Los únicos tres clientes de la taberna, uno en la barra y dos en una mesa, también sonrieron, como si el dueño del local acabase de contar un chiste.

—Venga, siéntese en aquella mesa, que ahora le llevo un vino. —Recuperó la normalidad el hombre.

—¿Tienes vino?

—Yo tengo de todo. ¡Conmigo no puede ni una guerra!

Hizo lo que le decía. La mesa era la más apartada del pequeño, oscuro y oloroso local. Sobre todo oloroso. Los vapores alcohólicos no habían desaparecido pese a que se imaginó que la austeridad impondría sus normas y sus leyes. El cliente de la barra ni se dignó volver la cabeza. Los dos que ocupaban una de las mesas sí, hasta que se sentó en una silla, de cara a la puerta, y sacó el periódico del bolsillo de la chaqueta para que no se la arrugara. Entonces perdieron todo interés por él. Lorenzo acabó de secar otro par de vasos. Luego agarró una botella con una mano y un vaso limpio con la otra y salió de detrás de la barra. Cojeaba como siempre, con una pierna más corta que la otra, pero de aspecto estaba igual: mediana estatura, complexión débil, cuerpo delgado, ojos saltones y orejas de soplillo.

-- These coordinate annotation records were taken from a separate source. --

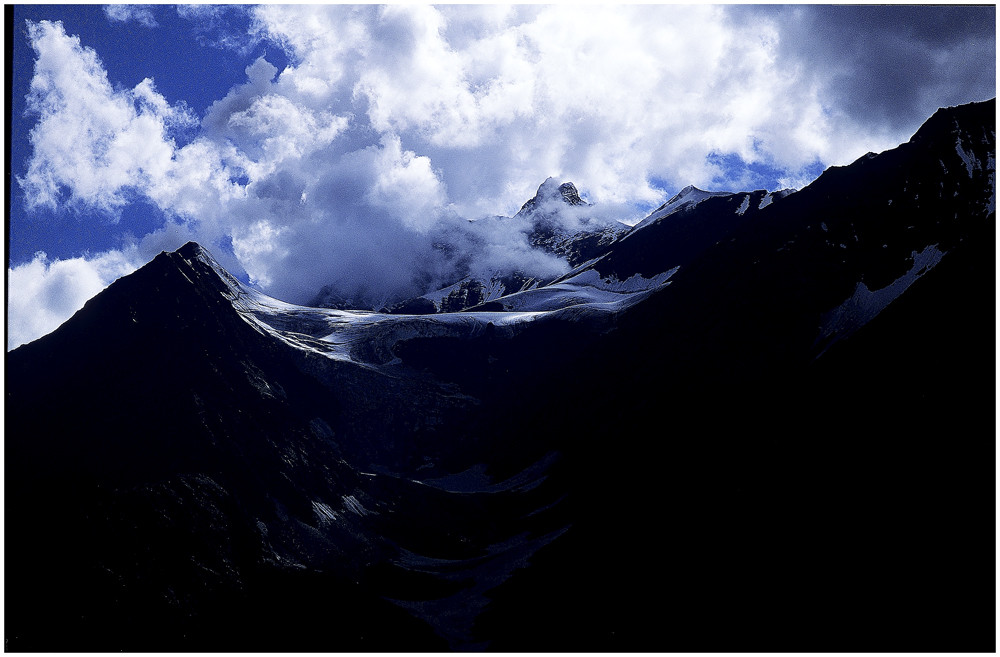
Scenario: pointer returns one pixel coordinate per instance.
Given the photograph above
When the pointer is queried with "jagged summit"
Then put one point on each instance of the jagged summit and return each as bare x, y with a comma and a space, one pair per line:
549, 191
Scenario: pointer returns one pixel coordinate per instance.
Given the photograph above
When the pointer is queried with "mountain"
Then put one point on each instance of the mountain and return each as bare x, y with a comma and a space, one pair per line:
555, 222
756, 421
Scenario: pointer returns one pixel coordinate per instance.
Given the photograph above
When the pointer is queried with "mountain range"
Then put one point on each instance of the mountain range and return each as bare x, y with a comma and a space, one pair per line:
753, 421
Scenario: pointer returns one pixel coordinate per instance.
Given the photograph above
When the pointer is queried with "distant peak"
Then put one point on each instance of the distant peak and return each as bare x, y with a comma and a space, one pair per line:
193, 250
550, 190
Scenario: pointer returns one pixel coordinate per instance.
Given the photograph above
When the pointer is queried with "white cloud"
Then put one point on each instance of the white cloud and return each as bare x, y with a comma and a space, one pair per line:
42, 294
142, 14
92, 142
359, 164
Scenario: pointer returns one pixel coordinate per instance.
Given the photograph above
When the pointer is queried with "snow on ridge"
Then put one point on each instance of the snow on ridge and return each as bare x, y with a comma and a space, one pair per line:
865, 304
688, 197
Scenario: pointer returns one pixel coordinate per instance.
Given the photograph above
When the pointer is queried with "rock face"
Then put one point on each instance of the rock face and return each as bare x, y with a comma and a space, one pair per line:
765, 412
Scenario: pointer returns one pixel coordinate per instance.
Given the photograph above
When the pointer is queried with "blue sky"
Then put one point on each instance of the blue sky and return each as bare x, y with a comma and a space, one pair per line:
333, 145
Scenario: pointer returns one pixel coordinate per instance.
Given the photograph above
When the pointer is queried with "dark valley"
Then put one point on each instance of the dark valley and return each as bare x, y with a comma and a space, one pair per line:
755, 421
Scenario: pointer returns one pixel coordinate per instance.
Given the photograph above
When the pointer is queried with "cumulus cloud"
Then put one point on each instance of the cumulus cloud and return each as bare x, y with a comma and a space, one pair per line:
42, 293
92, 144
142, 14
362, 164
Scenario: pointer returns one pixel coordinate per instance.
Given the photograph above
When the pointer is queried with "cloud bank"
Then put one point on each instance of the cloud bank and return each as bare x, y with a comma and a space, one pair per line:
360, 165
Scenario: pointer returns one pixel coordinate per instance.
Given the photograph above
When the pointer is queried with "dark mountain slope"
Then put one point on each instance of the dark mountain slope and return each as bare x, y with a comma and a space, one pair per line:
786, 446
839, 504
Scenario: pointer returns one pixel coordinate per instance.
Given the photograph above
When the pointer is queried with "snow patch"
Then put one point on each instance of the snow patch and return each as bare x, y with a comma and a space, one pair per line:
865, 304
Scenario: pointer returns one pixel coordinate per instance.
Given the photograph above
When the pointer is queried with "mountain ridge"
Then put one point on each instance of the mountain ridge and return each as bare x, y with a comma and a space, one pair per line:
681, 415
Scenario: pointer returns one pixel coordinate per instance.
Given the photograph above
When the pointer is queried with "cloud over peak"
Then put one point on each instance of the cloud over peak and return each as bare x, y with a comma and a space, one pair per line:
364, 163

El alcohol tanto conservaba un órgano en un hospital como a un tabernero en su taberna.

—Bueno, ¿qué me cuenta? —Se dejó caer en la silla frente a él mientras depositaba la botella y el vaso en la mesa—. Muchos años, ¿no?

—Bastantes.

—Desde el 39.

—Sí.

—¿Y mal?

—Fatal, Lorenzo, fatal.

—El caso es que puede contarlo.

—Para lo que hay que contar…

—Tómese un vinito, va. Invita la casa. —Escanció el rojo líquido en el vaso.

—Puedo pagarlo, no te preocupes.

—¿A que le echo a patadas? Bueno, teniendo sólo una pierna eso es complicado, pero le echo igual.

Miquel Mascarell se llevó el vaso de vino a los labios. Era peleón, pero bueno.

Nunca había bebido mucho, y menos aquellos años, pero en la taberna de Lorenzo era imperdonable no hacerlo.